Even some major retailers famous for their catalogs are shifting more to digital.

Williams Sonoma is one example. Online retail accounted for 53.7 percent of the company’s retail in the first quarter of 2018, a record high for the company, said Chief Financial Officer Julie Whalen in the company’s post-earnings conference call. (Q2 results are scheduled for later this month.)

Much of that eCommerce growth stems from the company “continuing (its) transition from catalog mailing to higher-impact digital channels as we further refine our marketing mix to drive short-term ROI and long-term gains and customer growth,” President and CEO Laura Alber said during that same call.

According to the Data & Marketing Association, 9.8 billion catalogs were sent to U.S. consumers in 2016, down from the peak 19.6 billion in 2007. The paper catalog is in a clear decline despite recent revivals.

Paper Catches Eyes

But more consumers are paying attention to those catalogs than was the case a decade ago, the trade group says — 42 percent of consumers read catalogs that come through the mail.

The reason?

Mainly, decreased competition. As consumers and retailers further embrace digital marketing, a paper catalog that arrives in the mailbox can stand out. Consumer responses to paper catalogs are seeing an upswing: The trade group said that more than 100 million U.S. consumers make catalog purchases annually.

That’s one reason some retailers are stepping up their catalog efforts. For last year’s holiday season, Neiman Marcus Group ran “a social media contest for 1,500 photos capturing happy moments to be featured in a cover collage,” according to one report. “And home furnishings (online retailer) Wayfair.com started mailing full-line catalogs only last year.”

Restoration Hardware is also standing by its catalogs, called “Source Books.”

The heft of those catalogs has attracted ire from environmental groups, the company said in SEC filings, but “our Source Books are one of our primary branding and advertising vehicles. We have found that merchandise assortments displayed in our Source Books contribute to increased sales of those products across all of our channels.”

More Frequent ‘Drops’

Over the last few years, the retailer has steadily increased its advertising spending — a category that includes costs associated with catalog mailings — with that total reaching nearly $107 million in fiscal 2017, up from about $80 million in fiscal 2016. The company, however, is also spending less on “third-party incremental direct costs to prepare, print and distribute Source Books,” with that total declining to about $44 million as of Feb. 3, 2018, down from $61 million for the same time in 2017.

The catalog plan for 2018 includes more frequent “drops” of catalogs, according to Karen Boone, the company’s president and chief financial officer, during Restoration Hardware’s most recent post-earnings conference call. “So last year we had modern drop in the spring and interior drop in fall,” she said, referring to design styles, “and now we have two drops of interiors – one in the spring, one in the fall – and two drops of modern, one in the spring, one in the fall.”

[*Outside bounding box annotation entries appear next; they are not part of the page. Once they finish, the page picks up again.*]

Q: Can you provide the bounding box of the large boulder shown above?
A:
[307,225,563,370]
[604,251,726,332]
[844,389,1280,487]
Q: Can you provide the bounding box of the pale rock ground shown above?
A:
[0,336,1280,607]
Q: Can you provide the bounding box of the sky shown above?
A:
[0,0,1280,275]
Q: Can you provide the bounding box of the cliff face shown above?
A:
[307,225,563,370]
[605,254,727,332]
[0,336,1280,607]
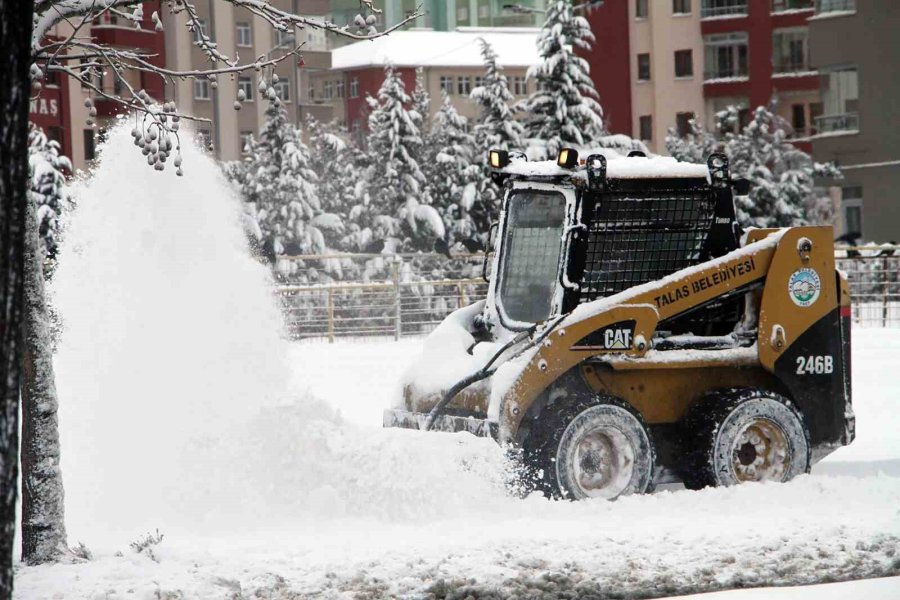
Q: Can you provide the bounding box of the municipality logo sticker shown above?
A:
[788,269,822,307]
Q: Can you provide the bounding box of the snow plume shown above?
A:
[54,122,507,545]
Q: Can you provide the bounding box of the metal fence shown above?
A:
[277,246,900,341]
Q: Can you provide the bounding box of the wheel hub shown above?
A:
[572,427,634,498]
[731,418,790,481]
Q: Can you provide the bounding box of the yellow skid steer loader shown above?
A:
[384,148,855,499]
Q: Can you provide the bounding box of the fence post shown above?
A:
[393,262,403,341]
[328,287,334,344]
[881,256,890,327]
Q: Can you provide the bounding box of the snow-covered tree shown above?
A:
[666,100,841,227]
[242,98,325,256]
[467,38,525,237]
[367,65,445,250]
[28,125,72,275]
[523,0,605,156]
[305,115,357,249]
[423,94,483,246]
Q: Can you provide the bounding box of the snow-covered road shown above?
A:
[16,330,900,600]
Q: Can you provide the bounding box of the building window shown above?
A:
[675,50,694,77]
[238,131,253,154]
[236,23,253,48]
[441,75,453,96]
[791,104,808,137]
[238,77,253,102]
[675,112,694,137]
[272,79,290,102]
[638,54,650,81]
[816,0,856,14]
[456,76,472,96]
[672,0,691,15]
[513,77,528,96]
[772,0,815,13]
[638,115,653,142]
[841,185,862,236]
[703,31,748,79]
[700,0,747,17]
[772,27,809,73]
[84,129,96,160]
[816,67,859,133]
[193,19,206,44]
[194,77,209,100]
[634,0,650,19]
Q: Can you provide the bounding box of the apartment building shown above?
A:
[585,0,822,152]
[29,0,166,169]
[331,0,544,34]
[809,0,900,242]
[308,27,539,132]
[163,0,332,160]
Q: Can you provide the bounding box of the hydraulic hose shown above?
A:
[423,315,564,431]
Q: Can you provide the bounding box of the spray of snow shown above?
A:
[54,127,507,544]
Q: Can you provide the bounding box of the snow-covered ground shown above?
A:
[16,131,900,600]
[17,330,900,600]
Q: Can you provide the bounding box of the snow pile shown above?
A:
[54,128,506,544]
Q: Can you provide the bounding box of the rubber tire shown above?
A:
[522,391,656,500]
[680,388,810,490]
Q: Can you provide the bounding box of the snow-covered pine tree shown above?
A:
[243,97,325,256]
[523,0,605,156]
[366,65,445,250]
[423,94,481,247]
[467,38,525,237]
[28,124,72,278]
[305,115,357,249]
[666,99,841,227]
[666,119,719,163]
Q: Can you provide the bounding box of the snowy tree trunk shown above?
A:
[0,0,32,600]
[22,195,66,565]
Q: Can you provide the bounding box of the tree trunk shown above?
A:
[0,0,33,600]
[22,195,67,565]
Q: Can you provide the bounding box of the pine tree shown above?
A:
[424,94,481,246]
[466,38,525,237]
[28,124,72,278]
[366,65,445,250]
[666,100,841,227]
[523,0,605,156]
[305,115,356,249]
[242,98,325,256]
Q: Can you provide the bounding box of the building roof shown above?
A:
[331,27,540,70]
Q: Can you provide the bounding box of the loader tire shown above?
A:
[681,389,810,490]
[523,392,656,500]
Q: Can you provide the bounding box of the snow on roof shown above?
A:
[503,155,709,179]
[331,27,539,70]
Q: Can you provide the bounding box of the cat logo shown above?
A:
[603,328,631,350]
[572,319,635,350]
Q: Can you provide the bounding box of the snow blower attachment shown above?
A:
[384,148,855,499]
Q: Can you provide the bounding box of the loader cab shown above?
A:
[486,148,746,335]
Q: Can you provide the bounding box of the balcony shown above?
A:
[700,0,747,19]
[816,113,859,135]
[816,0,856,15]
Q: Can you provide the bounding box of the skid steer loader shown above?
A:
[384,148,855,499]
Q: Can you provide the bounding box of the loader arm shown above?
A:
[495,227,837,441]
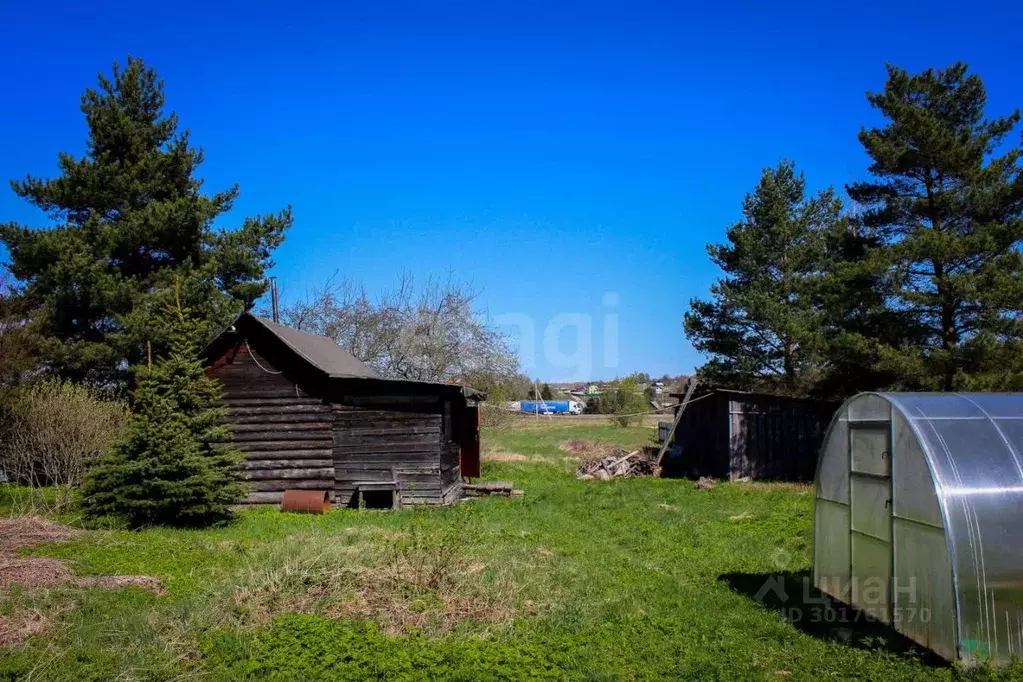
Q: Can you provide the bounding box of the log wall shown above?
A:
[210,344,335,504]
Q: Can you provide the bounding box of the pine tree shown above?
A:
[684,162,842,394]
[82,288,246,527]
[848,63,1023,391]
[0,58,292,381]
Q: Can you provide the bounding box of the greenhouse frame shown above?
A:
[813,393,1023,666]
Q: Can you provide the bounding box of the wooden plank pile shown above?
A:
[576,450,656,481]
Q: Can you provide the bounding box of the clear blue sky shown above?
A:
[0,0,1023,379]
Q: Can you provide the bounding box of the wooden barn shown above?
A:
[664,389,838,481]
[203,313,484,507]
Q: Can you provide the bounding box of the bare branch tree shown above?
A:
[281,273,519,388]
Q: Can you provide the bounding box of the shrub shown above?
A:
[0,378,128,511]
[593,376,650,426]
[83,290,246,527]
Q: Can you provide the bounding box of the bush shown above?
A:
[82,292,246,527]
[0,378,128,511]
[587,376,650,426]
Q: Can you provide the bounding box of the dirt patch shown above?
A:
[559,438,618,459]
[0,516,79,556]
[217,531,518,635]
[0,516,167,601]
[0,610,52,646]
[0,557,75,591]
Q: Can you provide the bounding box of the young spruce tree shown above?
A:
[847,63,1023,391]
[82,288,246,527]
[0,58,292,383]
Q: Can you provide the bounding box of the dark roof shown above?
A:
[250,314,381,379]
[202,313,486,401]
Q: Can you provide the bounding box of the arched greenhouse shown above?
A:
[813,393,1023,665]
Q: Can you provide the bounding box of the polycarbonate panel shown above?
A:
[891,518,955,660]
[817,413,849,504]
[918,419,1023,489]
[851,533,892,623]
[814,394,1023,665]
[892,412,944,528]
[886,394,1023,665]
[849,393,892,420]
[849,473,892,542]
[849,424,891,475]
[882,393,987,419]
[945,490,1023,663]
[813,500,849,602]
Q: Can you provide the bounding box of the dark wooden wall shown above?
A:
[727,394,837,481]
[215,333,470,506]
[332,396,460,505]
[666,391,837,481]
[210,344,333,504]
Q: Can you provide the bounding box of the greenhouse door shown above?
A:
[849,420,892,621]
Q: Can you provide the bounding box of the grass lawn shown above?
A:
[0,422,1011,682]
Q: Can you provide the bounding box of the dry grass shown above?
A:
[211,531,515,634]
[0,516,166,595]
[559,438,621,460]
[0,609,53,646]
[0,516,79,556]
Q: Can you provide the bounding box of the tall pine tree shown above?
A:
[684,162,842,395]
[82,290,246,527]
[0,58,292,381]
[847,63,1023,391]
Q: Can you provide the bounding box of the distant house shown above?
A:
[203,313,484,506]
[665,389,839,481]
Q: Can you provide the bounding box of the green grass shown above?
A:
[0,423,1011,682]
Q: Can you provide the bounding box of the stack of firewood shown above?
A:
[576,450,655,481]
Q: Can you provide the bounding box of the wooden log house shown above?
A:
[203,313,484,507]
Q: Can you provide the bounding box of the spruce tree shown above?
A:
[0,58,292,381]
[684,162,842,395]
[82,288,247,527]
[848,63,1023,391]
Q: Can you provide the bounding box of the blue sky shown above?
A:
[0,0,1023,380]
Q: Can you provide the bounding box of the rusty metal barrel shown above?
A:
[280,490,330,514]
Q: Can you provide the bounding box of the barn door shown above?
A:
[458,405,480,479]
[849,420,892,622]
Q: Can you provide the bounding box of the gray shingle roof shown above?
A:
[252,315,381,378]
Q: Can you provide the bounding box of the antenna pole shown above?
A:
[270,277,280,324]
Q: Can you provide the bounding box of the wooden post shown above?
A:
[655,376,697,469]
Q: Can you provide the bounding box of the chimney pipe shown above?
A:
[270,277,280,324]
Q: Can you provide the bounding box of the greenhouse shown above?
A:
[813,393,1023,665]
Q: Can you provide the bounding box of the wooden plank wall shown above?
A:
[211,344,335,504]
[331,396,457,505]
[728,396,834,481]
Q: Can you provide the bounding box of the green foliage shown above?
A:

When it comes to the future of paper catalogs, a lot could ride on Amazon’s level of success during this year’s holiday season. Will it do more than strike nostalgic chords? And the balance struck by Williams Sonoma as it tries to shift further into digital without losing the loyalty of its catalog fans could also signal future developments — as could Restoration Hardware’s experiences with this year’s Source Book distribution. If the paper catalog is really making a stand, the coming months could bring clarity.